Contornando o castelo em busca de uma entrada alternativa, encontrou uma janela embaçada. Lá dentro, um cômodo aquecido e aconchegante parecia esperá-la; uma mesa suntuosamente arrumada lhe deu uma esperança quase cruel. Seu estômago roncou alto, e ela se abraçou na tentativa de aplacar a fome. Encostada na parede fria, sentiu uma tristeza profunda, uma solidão sufocante. Sem conseguir conter a frustração, pegou uma pedra do chão e a atirou contra a neve.
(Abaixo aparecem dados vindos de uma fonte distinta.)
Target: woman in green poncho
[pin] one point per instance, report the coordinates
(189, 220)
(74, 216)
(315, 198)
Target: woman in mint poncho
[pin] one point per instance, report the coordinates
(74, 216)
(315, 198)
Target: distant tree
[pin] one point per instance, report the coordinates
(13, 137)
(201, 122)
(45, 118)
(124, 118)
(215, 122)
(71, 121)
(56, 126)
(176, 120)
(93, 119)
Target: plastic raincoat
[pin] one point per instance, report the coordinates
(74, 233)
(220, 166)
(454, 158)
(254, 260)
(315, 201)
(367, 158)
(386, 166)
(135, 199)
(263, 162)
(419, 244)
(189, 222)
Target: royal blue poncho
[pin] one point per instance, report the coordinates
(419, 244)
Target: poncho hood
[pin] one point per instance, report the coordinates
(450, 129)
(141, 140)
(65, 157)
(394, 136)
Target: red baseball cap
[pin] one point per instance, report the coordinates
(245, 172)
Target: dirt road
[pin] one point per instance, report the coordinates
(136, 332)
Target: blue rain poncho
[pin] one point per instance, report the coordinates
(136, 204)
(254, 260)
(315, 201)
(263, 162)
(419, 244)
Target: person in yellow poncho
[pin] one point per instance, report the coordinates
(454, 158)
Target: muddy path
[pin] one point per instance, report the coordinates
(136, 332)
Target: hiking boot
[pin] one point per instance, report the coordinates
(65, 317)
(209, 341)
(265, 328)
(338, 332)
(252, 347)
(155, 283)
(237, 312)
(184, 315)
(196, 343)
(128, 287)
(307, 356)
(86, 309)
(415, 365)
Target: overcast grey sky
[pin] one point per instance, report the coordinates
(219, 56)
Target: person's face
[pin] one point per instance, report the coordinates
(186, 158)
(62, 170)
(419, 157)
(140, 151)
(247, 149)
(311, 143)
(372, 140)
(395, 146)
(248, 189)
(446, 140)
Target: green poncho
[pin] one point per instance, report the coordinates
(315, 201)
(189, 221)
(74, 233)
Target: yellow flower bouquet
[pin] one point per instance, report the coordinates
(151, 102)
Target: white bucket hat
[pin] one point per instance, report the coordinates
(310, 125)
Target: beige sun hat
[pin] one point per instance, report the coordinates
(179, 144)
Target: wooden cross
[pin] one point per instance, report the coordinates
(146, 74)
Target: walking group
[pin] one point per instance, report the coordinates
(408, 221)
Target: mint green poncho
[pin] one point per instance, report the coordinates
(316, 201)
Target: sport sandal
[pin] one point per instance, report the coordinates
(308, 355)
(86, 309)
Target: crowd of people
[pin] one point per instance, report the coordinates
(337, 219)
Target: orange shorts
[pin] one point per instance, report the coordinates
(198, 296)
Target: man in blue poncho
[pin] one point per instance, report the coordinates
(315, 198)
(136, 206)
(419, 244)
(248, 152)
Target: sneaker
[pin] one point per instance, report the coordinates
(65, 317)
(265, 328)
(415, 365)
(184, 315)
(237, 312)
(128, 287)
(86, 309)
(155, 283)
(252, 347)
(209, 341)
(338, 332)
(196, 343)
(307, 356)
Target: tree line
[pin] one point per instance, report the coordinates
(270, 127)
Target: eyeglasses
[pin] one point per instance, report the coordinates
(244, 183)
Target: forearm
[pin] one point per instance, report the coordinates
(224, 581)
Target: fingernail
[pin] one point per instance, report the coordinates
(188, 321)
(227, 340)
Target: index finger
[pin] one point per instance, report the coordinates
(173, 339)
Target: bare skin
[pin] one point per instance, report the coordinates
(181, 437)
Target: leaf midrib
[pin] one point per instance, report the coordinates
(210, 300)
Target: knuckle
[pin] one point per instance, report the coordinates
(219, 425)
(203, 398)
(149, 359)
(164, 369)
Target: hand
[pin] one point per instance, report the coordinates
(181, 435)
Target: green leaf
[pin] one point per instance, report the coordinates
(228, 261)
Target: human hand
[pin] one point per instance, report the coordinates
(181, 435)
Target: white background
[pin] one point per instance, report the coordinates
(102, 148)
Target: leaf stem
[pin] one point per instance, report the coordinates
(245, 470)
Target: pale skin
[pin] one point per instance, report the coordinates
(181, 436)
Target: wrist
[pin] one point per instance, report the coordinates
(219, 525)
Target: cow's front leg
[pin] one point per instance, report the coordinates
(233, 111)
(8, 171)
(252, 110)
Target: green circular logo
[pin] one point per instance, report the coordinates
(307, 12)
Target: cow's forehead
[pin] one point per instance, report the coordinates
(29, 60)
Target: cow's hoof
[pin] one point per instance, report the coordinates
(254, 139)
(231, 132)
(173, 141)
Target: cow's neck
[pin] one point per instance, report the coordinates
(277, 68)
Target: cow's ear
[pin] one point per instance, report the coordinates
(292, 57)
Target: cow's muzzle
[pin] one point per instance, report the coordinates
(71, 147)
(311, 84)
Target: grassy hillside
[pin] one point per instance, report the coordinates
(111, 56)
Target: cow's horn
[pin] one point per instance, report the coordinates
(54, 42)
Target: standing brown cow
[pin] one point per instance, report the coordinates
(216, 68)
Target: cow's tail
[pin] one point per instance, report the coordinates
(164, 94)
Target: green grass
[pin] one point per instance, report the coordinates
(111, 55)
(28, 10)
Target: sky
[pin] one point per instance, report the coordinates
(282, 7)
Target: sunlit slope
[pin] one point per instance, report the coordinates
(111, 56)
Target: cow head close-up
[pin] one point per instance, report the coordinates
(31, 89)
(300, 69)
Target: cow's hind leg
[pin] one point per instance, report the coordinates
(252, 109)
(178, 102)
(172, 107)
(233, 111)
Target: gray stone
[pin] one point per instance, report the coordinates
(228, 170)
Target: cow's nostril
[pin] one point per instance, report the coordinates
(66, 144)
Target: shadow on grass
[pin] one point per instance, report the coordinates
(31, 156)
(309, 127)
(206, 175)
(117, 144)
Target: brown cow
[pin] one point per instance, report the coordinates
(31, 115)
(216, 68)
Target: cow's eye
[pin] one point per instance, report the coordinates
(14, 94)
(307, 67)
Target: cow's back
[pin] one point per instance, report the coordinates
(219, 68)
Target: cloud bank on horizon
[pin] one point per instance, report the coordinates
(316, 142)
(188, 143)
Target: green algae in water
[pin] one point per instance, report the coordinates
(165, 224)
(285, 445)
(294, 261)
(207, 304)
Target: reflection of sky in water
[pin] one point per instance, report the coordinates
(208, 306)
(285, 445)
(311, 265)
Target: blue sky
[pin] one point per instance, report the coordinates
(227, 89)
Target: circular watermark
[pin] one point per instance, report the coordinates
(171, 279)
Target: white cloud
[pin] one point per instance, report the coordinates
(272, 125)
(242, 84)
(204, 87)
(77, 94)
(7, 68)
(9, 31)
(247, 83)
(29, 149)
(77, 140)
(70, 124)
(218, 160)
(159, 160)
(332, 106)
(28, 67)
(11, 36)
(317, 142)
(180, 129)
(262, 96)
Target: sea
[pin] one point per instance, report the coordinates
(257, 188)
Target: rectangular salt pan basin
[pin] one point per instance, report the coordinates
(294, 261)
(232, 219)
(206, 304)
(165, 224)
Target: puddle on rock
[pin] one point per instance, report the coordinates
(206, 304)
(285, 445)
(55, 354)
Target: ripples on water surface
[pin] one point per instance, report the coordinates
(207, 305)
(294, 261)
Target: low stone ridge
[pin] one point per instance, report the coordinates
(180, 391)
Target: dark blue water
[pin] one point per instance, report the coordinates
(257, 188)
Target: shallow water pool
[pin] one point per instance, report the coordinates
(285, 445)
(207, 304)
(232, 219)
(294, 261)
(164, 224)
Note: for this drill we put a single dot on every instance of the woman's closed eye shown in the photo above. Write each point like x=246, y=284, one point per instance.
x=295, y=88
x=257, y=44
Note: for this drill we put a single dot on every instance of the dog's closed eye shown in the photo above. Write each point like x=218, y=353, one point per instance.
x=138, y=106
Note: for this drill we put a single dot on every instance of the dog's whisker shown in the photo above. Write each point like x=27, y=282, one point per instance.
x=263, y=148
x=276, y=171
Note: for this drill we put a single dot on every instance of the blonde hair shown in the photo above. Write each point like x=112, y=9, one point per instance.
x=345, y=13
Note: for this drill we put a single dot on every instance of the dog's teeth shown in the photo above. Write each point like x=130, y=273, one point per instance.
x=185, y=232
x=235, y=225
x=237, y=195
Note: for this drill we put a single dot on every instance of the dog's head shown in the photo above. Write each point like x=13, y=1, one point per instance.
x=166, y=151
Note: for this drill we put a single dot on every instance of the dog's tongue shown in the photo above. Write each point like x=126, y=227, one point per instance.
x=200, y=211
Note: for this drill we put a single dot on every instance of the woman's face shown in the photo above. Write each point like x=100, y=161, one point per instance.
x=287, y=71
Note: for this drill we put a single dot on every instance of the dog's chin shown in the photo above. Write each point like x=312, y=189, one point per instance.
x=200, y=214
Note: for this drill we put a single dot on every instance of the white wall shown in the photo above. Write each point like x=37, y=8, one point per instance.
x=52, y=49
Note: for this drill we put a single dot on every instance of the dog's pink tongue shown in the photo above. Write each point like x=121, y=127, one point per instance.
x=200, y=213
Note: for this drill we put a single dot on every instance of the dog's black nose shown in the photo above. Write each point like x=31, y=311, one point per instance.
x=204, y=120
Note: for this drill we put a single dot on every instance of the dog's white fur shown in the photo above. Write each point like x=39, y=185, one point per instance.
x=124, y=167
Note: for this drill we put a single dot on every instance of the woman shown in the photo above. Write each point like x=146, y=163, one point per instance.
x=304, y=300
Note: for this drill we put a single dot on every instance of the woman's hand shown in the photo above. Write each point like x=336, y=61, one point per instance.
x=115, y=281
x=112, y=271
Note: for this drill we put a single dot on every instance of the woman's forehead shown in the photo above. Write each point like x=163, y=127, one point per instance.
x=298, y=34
Decidida a não desistir, a garota foi recuperar a pedra e, ao mexer na neve, algo inusitado surgiu: um alçapão oculto, cujas correntes, enferrujadas pelo tempo, quebraram-se com facilidade. Tremendo, ela abriu uma das portas, revelando uma escadaria que descia em espiral para a escuridão. Sem mais opções, respirou fundo e começou a descer, mergulhando em um breu profundo que a envolveu completamente.
Os olhos se acostumaram devagar ao escuro, distinguindo apenas contornos de caixas e barris. Pequenos ruídos de roedores faziam companhia em meio ao silêncio opressor, e, de alguma forma, isso a tranquilizou — se ratos sobreviviam ali, talvez houvesse comida. Tateando pela parede, encontrou uma porta que, surpreendentemente, estava destrancada. Ao atravessá-la, sentiu o calor pela primeira vez em horas; o corredor estava iluminado por tochas que lançavam sombras dançantes nas paredes.
Continuou caminhando e, ao se aproximar de um barril, encontrou um pé-de-cabra. Após alguns golpes desajeitados, conseguiu abrir um dos barris e provou um líquido adocicado, mas amargo, que não agradou seu paladar. Em outro barril, encontrou pães e os devorou sem hesitar. Com a fome momentaneamente saciada, continuou explorando o corredor, subindo as escadas que se desenrolavam como um labirinto.
Perto do topo, notou um buraco na parede recoberto por grades. Ao espiar, viu um salão iluminado, onde três figuras conversavam em murmúrios que soaram nítidos aos seus ouvidos.
— Eu sinto um cheiro diferente... Alguém entrou no castelo.
— Você só pode estar brincando. Nesta época?
— Não mintam. Eu sei que sentem o mesmo... A mamãe precisa saber. Ela vai gostar dessa visita inesperada.
— Quem encontrar primeiro tem direito à presa — disse uma das figuras, separando-se das outras.
Um arrepio percorreu sua espinha. Sua mente gritou para voltar, mas as pernas pareciam enraizadas no chão, incapazes de resistir à curiosidade e ao medo. Ela correu escada acima até uma porta, que fechou atrás de si e recostou-se, ofegante. Ao erguer os olhos, viu uma figura imponente em uma cadeira majestosa, que a encarava com um sorriso enigmático.
— Aproxime-se, criança — disse o homem de forma corpulenta quase hipnotizante. — Sou o duque. Estive a sua espera.